Personal information
- Full name: Catalina Figueroa Fernández
- Date of birth: 28 January 2005 (age 21)
- Place of birth: Santiago, Chile
- Height: 1.67 m (5 ft 6 in)
- Position: Defender

Team information
- Current team: Universidad de Chile

Youth career
- Universidad Católica [es]

Senior career*
- Years: Team / Apps / (Gls)
- 2020–2025: Universidad Católica [es]
- 2025: Fundación Albacete / 2 / (0)
- 2026–: Universidad de Chile / 0 / (0)

International career^{‡}
- 2022: Chile U17 / 10 / (1)
- 2022: Chile U20 / 3 / (0)
- 2022–: Chile / 2 / (0)

= Catalina Figueroa =

Chilean footballer

Catalina Figueroa Fernández (born 28 January 2005) is a Chilean footballer who plays as a defender for Universidad de Chile.

==Club career==
A product of the women's team of Universidad Católica, Figueroa officially joined the first team in the 2021 season. She and her teammate Millaray Cortés were the first players to sign a professional contract with the club on 1 February 2022. She became the team captain.

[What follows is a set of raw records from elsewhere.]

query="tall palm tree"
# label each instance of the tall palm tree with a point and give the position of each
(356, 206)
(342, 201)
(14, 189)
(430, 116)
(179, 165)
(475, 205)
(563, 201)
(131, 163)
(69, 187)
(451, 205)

On 23 July 2025, it was announced her signing with Fundación Albacete in the Primera Federación on a deal until 2026.

Back to Chile, Figueroa joined Universidad de Chile in February 2026.

==International career==
In 2022, Figueroa represented Chile U17 in both the South American Championship and the FIFA World Cup, becoming the team captain. She also represented the under-20's in the South American Championship and friendlies against Costa Rica.

At senior level, she received her first call-up in February 2022 for the friendly against Ecuador. The next year, she made her debut in a 0–4 loss against Argentina on 17 February 2023. She made a second appearance in a 0–4 loss against Brazil on 2 July of the same year.